When I came on as an intern at the Lean Enterprise Institute in 2012, having just concluded my sophomore year at Boston University, lean fundamentals were abstract at best. I was thrust into a world of Kaizen, A3s, value streams, 5S maintenance, and Hoshin boards. Despite my reading, workshops, and participation in meetings, I struggled to understand why any of this mattered. Sure efficiency seemed important. Problem solving was necessary to… solve problems?! But what exactly was so different about this way of working? I was a fetus in the lean womb.

Things became more clear when I went along with lean coaches to a local nonprofit organization providing food to Boston’s low income community. My co-intern and I were asked to to help assess the challenges volunteers and staff members faced, exploring how a lean culture might benefit the organization. This was the beginning of my birth into real lean understanding. Seeing “problems as opportunities” became the most significant thing about my summer. After talking with staff and management, I became excited (perhaps a bit over-eager) to find solutions to every problem/opportunity we came across.

This project became the foundation for my growing lean knowledge. “Learning by doing” was finally settling in. This training helped me clarify the necessary questions to be asked, how to ask people questions about their work, and how to embrace the challenges that result from hearing their responses.

What else did I learn? Identifying change agents was one of the hardest parts of that experience. Determining just who exactly had ownership over certain processes and how that clarity (or lack of clarity) affected improvement was one of the most enlightening parts.

The following summer, I was an intern in the New York City Health and Hospital Corporation’s Office of Innovation and Efficiency. Under Joanna Omi, I joined a new a lean world. “Breakthrough”, as they call it at HHC, was the daunting lean implementation and training across an enterprise with 40,000+ employees, 11 acute care centers, and five rehab and nursing home facilities. With patient care at the forefront of all objectives, this was an opportunity to see just how vital financial and clinical efficiency and the elimination of waste is in healthcare.

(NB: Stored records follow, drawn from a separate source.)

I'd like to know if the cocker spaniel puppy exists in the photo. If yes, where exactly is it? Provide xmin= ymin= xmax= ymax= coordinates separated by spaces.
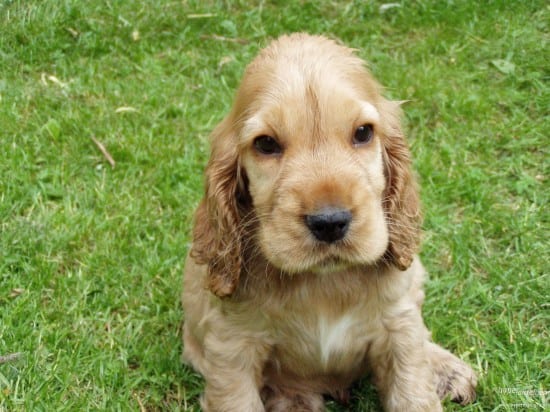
xmin=182 ymin=33 xmax=477 ymax=412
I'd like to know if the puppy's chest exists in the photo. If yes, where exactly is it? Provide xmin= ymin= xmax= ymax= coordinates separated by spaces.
xmin=271 ymin=305 xmax=376 ymax=373
xmin=316 ymin=312 xmax=369 ymax=367
xmin=248 ymin=270 xmax=383 ymax=373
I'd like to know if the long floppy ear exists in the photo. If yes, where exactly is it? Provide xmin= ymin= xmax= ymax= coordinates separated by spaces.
xmin=379 ymin=100 xmax=422 ymax=270
xmin=190 ymin=117 xmax=243 ymax=297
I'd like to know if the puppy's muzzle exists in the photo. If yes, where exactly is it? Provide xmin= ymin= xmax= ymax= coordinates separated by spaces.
xmin=305 ymin=207 xmax=352 ymax=243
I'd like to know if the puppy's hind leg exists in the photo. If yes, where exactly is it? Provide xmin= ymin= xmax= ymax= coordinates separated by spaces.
xmin=182 ymin=322 xmax=207 ymax=375
xmin=262 ymin=386 xmax=324 ymax=412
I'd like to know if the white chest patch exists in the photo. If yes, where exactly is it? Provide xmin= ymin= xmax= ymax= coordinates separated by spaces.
xmin=317 ymin=314 xmax=362 ymax=368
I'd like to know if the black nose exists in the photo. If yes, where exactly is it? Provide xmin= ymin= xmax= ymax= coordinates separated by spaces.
xmin=305 ymin=208 xmax=352 ymax=243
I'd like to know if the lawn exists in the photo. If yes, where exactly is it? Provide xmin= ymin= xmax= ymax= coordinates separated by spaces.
xmin=0 ymin=0 xmax=548 ymax=410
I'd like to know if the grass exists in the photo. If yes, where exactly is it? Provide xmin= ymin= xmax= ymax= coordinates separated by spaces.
xmin=0 ymin=0 xmax=547 ymax=410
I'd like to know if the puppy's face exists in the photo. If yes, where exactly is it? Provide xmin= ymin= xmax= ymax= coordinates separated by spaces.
xmin=236 ymin=49 xmax=389 ymax=274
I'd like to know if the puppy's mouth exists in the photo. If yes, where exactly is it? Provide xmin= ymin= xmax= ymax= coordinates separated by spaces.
xmin=270 ymin=241 xmax=360 ymax=275
xmin=310 ymin=256 xmax=352 ymax=275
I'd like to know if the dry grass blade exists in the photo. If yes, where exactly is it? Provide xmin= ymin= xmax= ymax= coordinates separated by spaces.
xmin=199 ymin=34 xmax=249 ymax=45
xmin=0 ymin=352 xmax=23 ymax=364
xmin=91 ymin=136 xmax=116 ymax=169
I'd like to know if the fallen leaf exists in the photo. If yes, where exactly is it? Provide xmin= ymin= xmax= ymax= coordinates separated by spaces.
xmin=9 ymin=288 xmax=25 ymax=298
xmin=491 ymin=59 xmax=515 ymax=75
xmin=380 ymin=3 xmax=401 ymax=12
xmin=115 ymin=106 xmax=138 ymax=113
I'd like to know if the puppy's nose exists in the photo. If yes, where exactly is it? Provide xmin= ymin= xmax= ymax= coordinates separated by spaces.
xmin=305 ymin=208 xmax=352 ymax=243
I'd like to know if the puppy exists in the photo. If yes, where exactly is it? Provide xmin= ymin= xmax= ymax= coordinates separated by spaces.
xmin=182 ymin=33 xmax=477 ymax=411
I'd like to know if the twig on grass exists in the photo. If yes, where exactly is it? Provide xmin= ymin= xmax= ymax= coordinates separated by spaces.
xmin=187 ymin=13 xmax=216 ymax=19
xmin=135 ymin=394 xmax=147 ymax=412
xmin=199 ymin=34 xmax=249 ymax=45
xmin=0 ymin=352 xmax=23 ymax=364
xmin=91 ymin=136 xmax=116 ymax=169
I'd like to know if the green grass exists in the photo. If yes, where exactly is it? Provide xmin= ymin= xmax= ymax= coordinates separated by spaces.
xmin=0 ymin=1 xmax=547 ymax=410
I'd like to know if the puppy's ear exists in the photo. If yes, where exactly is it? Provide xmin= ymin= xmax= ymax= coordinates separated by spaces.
xmin=379 ymin=100 xmax=422 ymax=270
xmin=190 ymin=117 xmax=244 ymax=297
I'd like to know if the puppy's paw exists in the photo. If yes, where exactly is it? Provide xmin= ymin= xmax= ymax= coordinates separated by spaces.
xmin=435 ymin=356 xmax=477 ymax=405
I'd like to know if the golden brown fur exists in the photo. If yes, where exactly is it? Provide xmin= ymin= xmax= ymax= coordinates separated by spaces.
xmin=182 ymin=33 xmax=477 ymax=411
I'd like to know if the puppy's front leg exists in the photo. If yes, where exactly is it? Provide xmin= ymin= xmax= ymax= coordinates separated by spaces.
xmin=201 ymin=328 xmax=270 ymax=412
xmin=369 ymin=308 xmax=442 ymax=412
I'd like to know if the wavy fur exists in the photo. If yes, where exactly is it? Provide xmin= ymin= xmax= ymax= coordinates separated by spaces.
xmin=182 ymin=33 xmax=476 ymax=411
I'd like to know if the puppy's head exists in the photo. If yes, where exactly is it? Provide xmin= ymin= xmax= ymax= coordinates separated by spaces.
xmin=191 ymin=34 xmax=421 ymax=297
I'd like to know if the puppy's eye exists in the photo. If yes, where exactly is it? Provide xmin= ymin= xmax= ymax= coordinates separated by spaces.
xmin=253 ymin=135 xmax=282 ymax=155
xmin=353 ymin=124 xmax=374 ymax=146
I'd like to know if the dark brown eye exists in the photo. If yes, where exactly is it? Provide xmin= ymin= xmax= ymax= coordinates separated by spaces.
xmin=353 ymin=124 xmax=374 ymax=146
xmin=253 ymin=135 xmax=282 ymax=155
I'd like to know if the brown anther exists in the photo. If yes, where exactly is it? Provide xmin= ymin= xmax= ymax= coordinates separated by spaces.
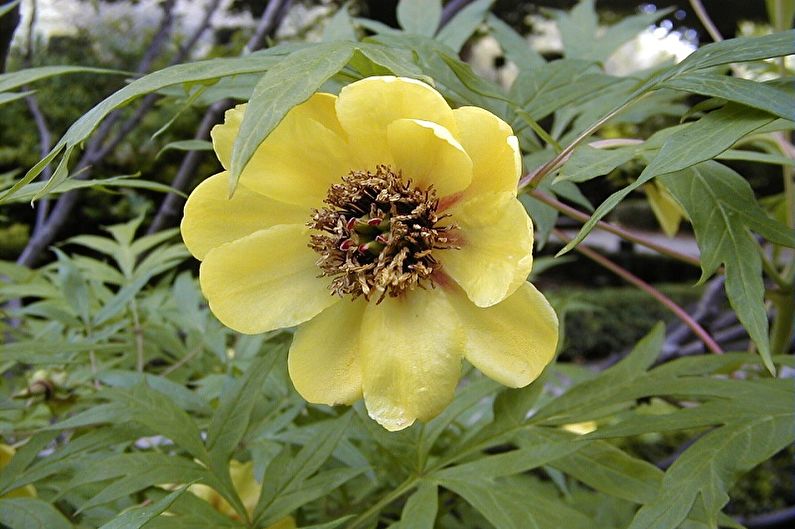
xmin=308 ymin=165 xmax=458 ymax=301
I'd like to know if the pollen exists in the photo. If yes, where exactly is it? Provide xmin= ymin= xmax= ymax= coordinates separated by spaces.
xmin=308 ymin=165 xmax=457 ymax=302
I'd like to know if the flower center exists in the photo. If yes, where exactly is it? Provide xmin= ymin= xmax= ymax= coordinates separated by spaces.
xmin=308 ymin=165 xmax=457 ymax=302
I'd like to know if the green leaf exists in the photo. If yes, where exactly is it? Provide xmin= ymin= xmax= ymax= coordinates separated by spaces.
xmin=1 ymin=174 xmax=182 ymax=203
xmin=554 ymin=144 xmax=638 ymax=184
xmin=299 ymin=518 xmax=355 ymax=529
xmin=323 ymin=2 xmax=357 ymax=42
xmin=54 ymin=250 xmax=91 ymax=325
xmin=106 ymin=384 xmax=208 ymax=462
xmin=432 ymin=427 xmax=578 ymax=482
xmin=662 ymin=73 xmax=795 ymax=121
xmin=661 ymin=161 xmax=794 ymax=373
xmin=717 ymin=148 xmax=795 ymax=166
xmin=0 ymin=65 xmax=128 ymax=93
xmin=554 ymin=0 xmax=670 ymax=62
xmin=98 ymin=371 xmax=210 ymax=414
xmin=0 ymin=51 xmax=286 ymax=203
xmin=435 ymin=0 xmax=494 ymax=52
xmin=766 ymin=0 xmax=795 ymax=30
xmin=354 ymin=43 xmax=430 ymax=82
xmin=418 ymin=378 xmax=499 ymax=459
xmin=71 ymin=454 xmax=214 ymax=513
xmin=206 ymin=354 xmax=278 ymax=466
xmin=0 ymin=90 xmax=33 ymax=106
xmin=0 ymin=0 xmax=20 ymax=18
xmin=628 ymin=397 xmax=795 ymax=529
xmin=560 ymin=103 xmax=776 ymax=256
xmin=254 ymin=414 xmax=352 ymax=524
xmin=398 ymin=482 xmax=437 ymax=529
xmin=492 ymin=377 xmax=546 ymax=428
xmin=229 ymin=42 xmax=354 ymax=193
xmin=92 ymin=273 xmax=153 ymax=326
xmin=97 ymin=484 xmax=189 ymax=529
xmin=533 ymin=323 xmax=664 ymax=425
xmin=510 ymin=60 xmax=616 ymax=122
xmin=156 ymin=139 xmax=213 ymax=159
xmin=397 ymin=0 xmax=442 ymax=36
xmin=6 ymin=427 xmax=142 ymax=493
xmin=486 ymin=14 xmax=545 ymax=71
xmin=536 ymin=431 xmax=663 ymax=504
xmin=438 ymin=478 xmax=542 ymax=529
xmin=143 ymin=491 xmax=245 ymax=529
xmin=0 ymin=498 xmax=72 ymax=529
xmin=676 ymin=29 xmax=795 ymax=72
xmin=0 ymin=432 xmax=59 ymax=495
xmin=259 ymin=468 xmax=365 ymax=526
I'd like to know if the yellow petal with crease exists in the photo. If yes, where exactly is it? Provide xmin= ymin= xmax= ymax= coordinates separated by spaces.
xmin=211 ymin=94 xmax=352 ymax=209
xmin=440 ymin=193 xmax=533 ymax=307
xmin=289 ymin=300 xmax=365 ymax=406
xmin=360 ymin=288 xmax=464 ymax=431
xmin=336 ymin=76 xmax=458 ymax=169
xmin=455 ymin=282 xmax=558 ymax=387
xmin=200 ymin=225 xmax=336 ymax=334
xmin=387 ymin=119 xmax=472 ymax=197
xmin=452 ymin=106 xmax=522 ymax=198
xmin=181 ymin=172 xmax=308 ymax=260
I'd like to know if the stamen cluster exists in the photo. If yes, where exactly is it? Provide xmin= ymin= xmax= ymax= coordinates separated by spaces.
xmin=309 ymin=165 xmax=456 ymax=302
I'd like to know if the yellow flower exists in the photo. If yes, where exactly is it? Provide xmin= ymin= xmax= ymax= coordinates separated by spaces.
xmin=181 ymin=76 xmax=559 ymax=431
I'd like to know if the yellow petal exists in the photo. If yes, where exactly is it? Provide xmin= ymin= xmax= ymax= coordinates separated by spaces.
xmin=455 ymin=282 xmax=558 ymax=387
xmin=387 ymin=119 xmax=472 ymax=197
xmin=181 ymin=172 xmax=308 ymax=260
xmin=452 ymin=106 xmax=522 ymax=199
xmin=212 ymin=94 xmax=352 ymax=209
xmin=288 ymin=300 xmax=365 ymax=406
xmin=439 ymin=193 xmax=533 ymax=307
xmin=360 ymin=288 xmax=464 ymax=431
xmin=336 ymin=76 xmax=458 ymax=169
xmin=200 ymin=225 xmax=337 ymax=334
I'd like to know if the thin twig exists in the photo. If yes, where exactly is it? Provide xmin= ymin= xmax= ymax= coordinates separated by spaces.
xmin=530 ymin=189 xmax=701 ymax=268
xmin=439 ymin=0 xmax=475 ymax=29
xmin=552 ymin=228 xmax=723 ymax=355
xmin=88 ymin=0 xmax=222 ymax=164
xmin=147 ymin=107 xmax=224 ymax=233
xmin=662 ymin=276 xmax=725 ymax=359
xmin=688 ymin=0 xmax=724 ymax=42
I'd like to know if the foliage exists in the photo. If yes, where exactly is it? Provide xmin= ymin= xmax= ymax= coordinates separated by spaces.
xmin=1 ymin=1 xmax=794 ymax=528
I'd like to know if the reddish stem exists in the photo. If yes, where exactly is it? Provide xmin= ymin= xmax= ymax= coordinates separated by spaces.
xmin=552 ymin=228 xmax=723 ymax=355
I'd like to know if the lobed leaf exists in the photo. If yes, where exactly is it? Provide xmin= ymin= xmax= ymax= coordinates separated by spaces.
xmin=396 ymin=0 xmax=442 ymax=36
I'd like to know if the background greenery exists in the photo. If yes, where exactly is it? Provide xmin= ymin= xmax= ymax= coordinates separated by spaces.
xmin=0 ymin=1 xmax=793 ymax=528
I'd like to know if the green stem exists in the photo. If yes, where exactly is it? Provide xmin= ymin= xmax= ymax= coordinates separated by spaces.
xmin=688 ymin=0 xmax=724 ymax=42
xmin=346 ymin=477 xmax=418 ymax=529
xmin=513 ymin=107 xmax=562 ymax=153
xmin=130 ymin=300 xmax=145 ymax=372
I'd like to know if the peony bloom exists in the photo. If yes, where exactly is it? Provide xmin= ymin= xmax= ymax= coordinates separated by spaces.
xmin=181 ymin=76 xmax=558 ymax=431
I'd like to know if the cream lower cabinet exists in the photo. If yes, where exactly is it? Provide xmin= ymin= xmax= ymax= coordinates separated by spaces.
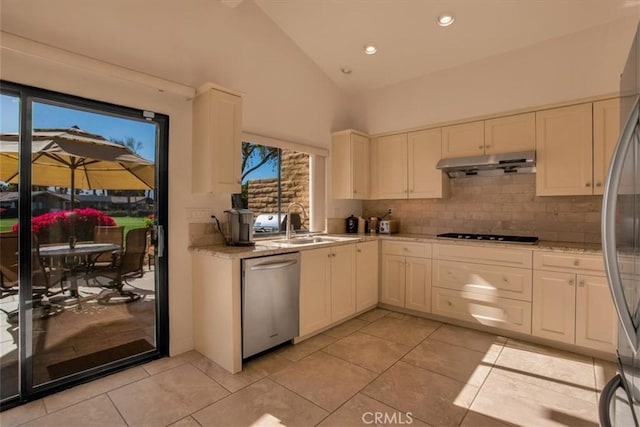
xmin=532 ymin=251 xmax=617 ymax=353
xmin=380 ymin=241 xmax=432 ymax=313
xmin=532 ymin=271 xmax=616 ymax=353
xmin=431 ymin=244 xmax=533 ymax=334
xmin=356 ymin=241 xmax=379 ymax=312
xmin=299 ymin=244 xmax=356 ymax=337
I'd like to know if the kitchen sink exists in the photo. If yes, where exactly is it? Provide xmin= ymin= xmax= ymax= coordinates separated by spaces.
xmin=256 ymin=235 xmax=359 ymax=248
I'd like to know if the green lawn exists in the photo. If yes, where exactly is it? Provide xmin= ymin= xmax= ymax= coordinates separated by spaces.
xmin=0 ymin=216 xmax=148 ymax=235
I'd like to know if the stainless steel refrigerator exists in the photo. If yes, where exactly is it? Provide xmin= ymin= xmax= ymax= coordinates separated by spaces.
xmin=600 ymin=22 xmax=640 ymax=427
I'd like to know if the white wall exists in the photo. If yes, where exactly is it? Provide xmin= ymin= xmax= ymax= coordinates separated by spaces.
xmin=356 ymin=15 xmax=640 ymax=135
xmin=0 ymin=1 xmax=350 ymax=356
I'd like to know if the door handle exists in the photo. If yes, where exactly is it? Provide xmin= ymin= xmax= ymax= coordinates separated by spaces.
xmin=250 ymin=260 xmax=298 ymax=270
xmin=155 ymin=225 xmax=165 ymax=258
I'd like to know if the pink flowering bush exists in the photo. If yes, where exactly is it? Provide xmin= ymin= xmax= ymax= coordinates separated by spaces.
xmin=12 ymin=208 xmax=116 ymax=244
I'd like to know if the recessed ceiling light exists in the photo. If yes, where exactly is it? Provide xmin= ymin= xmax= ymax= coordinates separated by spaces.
xmin=340 ymin=67 xmax=352 ymax=74
xmin=437 ymin=13 xmax=455 ymax=27
xmin=364 ymin=44 xmax=378 ymax=55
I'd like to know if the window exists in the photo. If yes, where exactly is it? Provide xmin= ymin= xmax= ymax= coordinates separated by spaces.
xmin=241 ymin=141 xmax=310 ymax=237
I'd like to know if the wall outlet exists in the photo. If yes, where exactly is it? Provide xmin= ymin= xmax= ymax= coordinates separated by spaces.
xmin=387 ymin=208 xmax=393 ymax=216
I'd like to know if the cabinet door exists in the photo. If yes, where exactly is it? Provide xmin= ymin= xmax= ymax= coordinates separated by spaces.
xmin=532 ymin=270 xmax=576 ymax=344
xmin=351 ymin=133 xmax=370 ymax=199
xmin=300 ymin=248 xmax=332 ymax=336
xmin=535 ymin=103 xmax=593 ymax=196
xmin=380 ymin=254 xmax=406 ymax=307
xmin=374 ymin=134 xmax=408 ymax=199
xmin=330 ymin=244 xmax=357 ymax=322
xmin=441 ymin=121 xmax=484 ymax=158
xmin=405 ymin=257 xmax=431 ymax=313
xmin=408 ymin=128 xmax=446 ymax=199
xmin=331 ymin=131 xmax=369 ymax=199
xmin=575 ymin=274 xmax=617 ymax=353
xmin=484 ymin=112 xmax=535 ymax=154
xmin=356 ymin=241 xmax=379 ymax=312
xmin=192 ymin=88 xmax=242 ymax=193
xmin=593 ymin=99 xmax=621 ymax=195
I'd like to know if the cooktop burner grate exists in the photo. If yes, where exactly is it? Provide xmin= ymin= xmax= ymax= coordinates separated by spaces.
xmin=436 ymin=233 xmax=539 ymax=244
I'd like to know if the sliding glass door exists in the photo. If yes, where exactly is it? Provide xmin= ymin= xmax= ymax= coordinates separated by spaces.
xmin=0 ymin=81 xmax=168 ymax=406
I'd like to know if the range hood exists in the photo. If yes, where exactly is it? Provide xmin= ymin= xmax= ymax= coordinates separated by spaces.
xmin=436 ymin=150 xmax=536 ymax=178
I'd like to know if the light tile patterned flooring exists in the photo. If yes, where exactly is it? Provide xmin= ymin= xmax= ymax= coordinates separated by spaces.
xmin=1 ymin=308 xmax=616 ymax=427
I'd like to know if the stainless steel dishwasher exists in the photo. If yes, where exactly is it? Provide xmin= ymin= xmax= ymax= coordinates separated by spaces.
xmin=242 ymin=252 xmax=300 ymax=358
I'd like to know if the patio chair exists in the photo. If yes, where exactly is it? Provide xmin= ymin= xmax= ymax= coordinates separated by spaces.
xmin=93 ymin=225 xmax=124 ymax=267
xmin=0 ymin=232 xmax=65 ymax=318
xmin=86 ymin=227 xmax=148 ymax=304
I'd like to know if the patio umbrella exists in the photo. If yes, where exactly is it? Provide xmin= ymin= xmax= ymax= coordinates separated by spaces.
xmin=0 ymin=126 xmax=154 ymax=211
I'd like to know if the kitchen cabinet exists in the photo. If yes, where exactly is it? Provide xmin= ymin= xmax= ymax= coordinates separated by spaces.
xmin=535 ymin=103 xmax=593 ymax=196
xmin=192 ymin=83 xmax=242 ymax=193
xmin=484 ymin=112 xmax=536 ymax=154
xmin=408 ymin=128 xmax=447 ymax=198
xmin=593 ymin=98 xmax=622 ymax=195
xmin=431 ymin=243 xmax=533 ymax=334
xmin=299 ymin=244 xmax=356 ymax=337
xmin=532 ymin=251 xmax=617 ymax=353
xmin=355 ymin=240 xmax=379 ymax=312
xmin=371 ymin=129 xmax=446 ymax=199
xmin=380 ymin=241 xmax=432 ymax=313
xmin=371 ymin=133 xmax=408 ymax=199
xmin=331 ymin=130 xmax=370 ymax=199
xmin=441 ymin=121 xmax=484 ymax=158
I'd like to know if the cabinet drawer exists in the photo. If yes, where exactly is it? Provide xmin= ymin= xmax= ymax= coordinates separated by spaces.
xmin=433 ymin=243 xmax=532 ymax=268
xmin=432 ymin=287 xmax=532 ymax=334
xmin=533 ymin=251 xmax=604 ymax=274
xmin=382 ymin=241 xmax=431 ymax=258
xmin=432 ymin=260 xmax=532 ymax=301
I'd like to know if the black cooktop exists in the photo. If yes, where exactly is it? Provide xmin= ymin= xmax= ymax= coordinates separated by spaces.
xmin=437 ymin=233 xmax=539 ymax=244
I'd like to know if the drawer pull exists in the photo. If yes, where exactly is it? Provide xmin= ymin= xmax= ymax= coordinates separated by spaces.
xmin=573 ymin=259 xmax=580 ymax=266
xmin=447 ymin=300 xmax=453 ymax=306
xmin=503 ymin=277 xmax=509 ymax=283
xmin=403 ymin=247 xmax=409 ymax=251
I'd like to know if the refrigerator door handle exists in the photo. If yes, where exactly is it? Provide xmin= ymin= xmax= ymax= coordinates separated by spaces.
xmin=602 ymin=95 xmax=640 ymax=353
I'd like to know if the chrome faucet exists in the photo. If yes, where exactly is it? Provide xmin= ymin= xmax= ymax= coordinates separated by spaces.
xmin=285 ymin=202 xmax=307 ymax=240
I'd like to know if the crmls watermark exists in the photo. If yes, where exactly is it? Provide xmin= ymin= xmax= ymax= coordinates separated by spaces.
xmin=362 ymin=411 xmax=414 ymax=424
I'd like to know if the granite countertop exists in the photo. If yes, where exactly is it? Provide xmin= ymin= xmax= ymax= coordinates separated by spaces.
xmin=189 ymin=232 xmax=603 ymax=259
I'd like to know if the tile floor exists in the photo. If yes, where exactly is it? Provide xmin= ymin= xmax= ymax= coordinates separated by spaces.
xmin=0 ymin=308 xmax=616 ymax=427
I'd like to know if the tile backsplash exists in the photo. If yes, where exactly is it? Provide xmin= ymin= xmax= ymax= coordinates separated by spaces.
xmin=363 ymin=174 xmax=602 ymax=243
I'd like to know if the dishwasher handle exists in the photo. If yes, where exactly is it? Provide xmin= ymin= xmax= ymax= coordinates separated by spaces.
xmin=250 ymin=259 xmax=298 ymax=271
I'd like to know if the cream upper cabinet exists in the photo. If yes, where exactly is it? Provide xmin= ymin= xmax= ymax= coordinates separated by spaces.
xmin=535 ymin=103 xmax=593 ymax=196
xmin=593 ymin=98 xmax=621 ymax=195
xmin=408 ymin=128 xmax=447 ymax=199
xmin=192 ymin=84 xmax=242 ymax=194
xmin=371 ymin=133 xmax=408 ymax=199
xmin=441 ymin=121 xmax=484 ymax=158
xmin=356 ymin=241 xmax=379 ymax=312
xmin=484 ymin=112 xmax=535 ymax=154
xmin=331 ymin=130 xmax=370 ymax=199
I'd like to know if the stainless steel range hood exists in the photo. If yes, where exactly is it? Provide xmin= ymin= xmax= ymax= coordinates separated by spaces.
xmin=436 ymin=150 xmax=536 ymax=178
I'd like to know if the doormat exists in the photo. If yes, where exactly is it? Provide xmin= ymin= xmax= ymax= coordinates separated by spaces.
xmin=46 ymin=339 xmax=155 ymax=380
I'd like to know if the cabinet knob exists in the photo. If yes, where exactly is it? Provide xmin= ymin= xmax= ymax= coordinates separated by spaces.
xmin=447 ymin=300 xmax=453 ymax=306
xmin=485 ymin=145 xmax=491 ymax=149
xmin=586 ymin=182 xmax=591 ymax=187
xmin=478 ymin=145 xmax=483 ymax=150
xmin=357 ymin=248 xmax=362 ymax=253
xmin=578 ymin=280 xmax=585 ymax=287
xmin=573 ymin=259 xmax=580 ymax=266
xmin=503 ymin=277 xmax=509 ymax=283
xmin=569 ymin=279 xmax=574 ymax=286
xmin=403 ymin=247 xmax=409 ymax=251
xmin=596 ymin=182 xmax=602 ymax=187
xmin=353 ymin=190 xmax=358 ymax=195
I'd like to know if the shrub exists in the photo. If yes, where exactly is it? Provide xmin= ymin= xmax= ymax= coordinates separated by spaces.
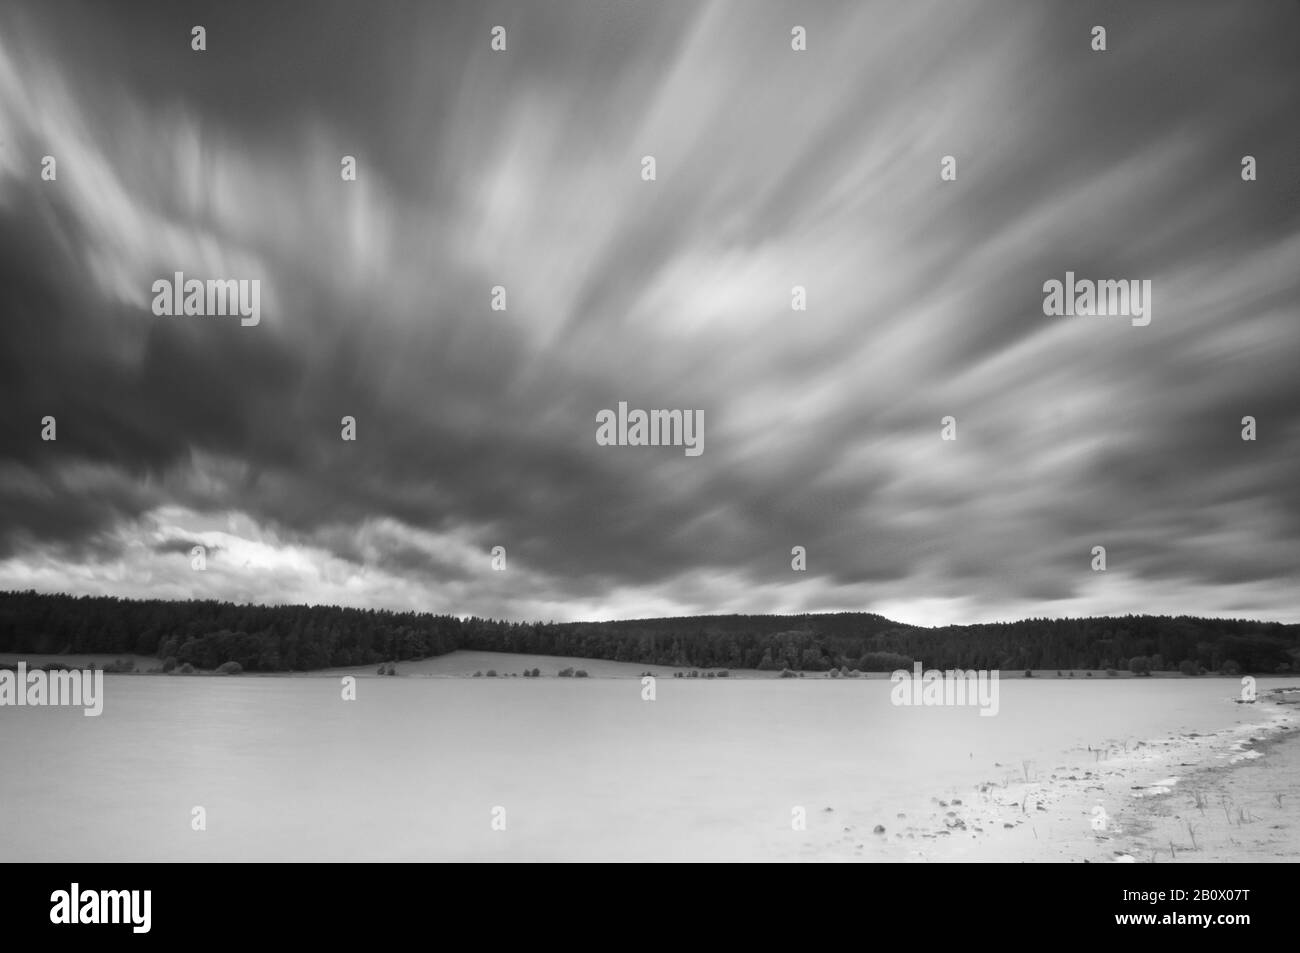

Several days a week, I went to a blood and urine lab in a Bronx hospital. There, I applied skills I learned on the floor at the food bank. Still, experimenting without compromising current operations and getting strong buy-in from staff was challenging. I repeatedly asked myself, how do you convince hardworking, busy people to put faith and effort into change? How do you create a culture that encourages seeing waste in processes and determining what is just disguised as productivity? More and more, I am learning that change, and the belief that change is possible and it will actually be beneficial, takes time. It’s one step at a time.

Lean has showed me that pursuing perfection requires A LOT of active learning. With tools, Lean is usable, sustainable, and rewarding but like most things, it takes work. Thank you LEI for raising me. I’m so excited to continue learning.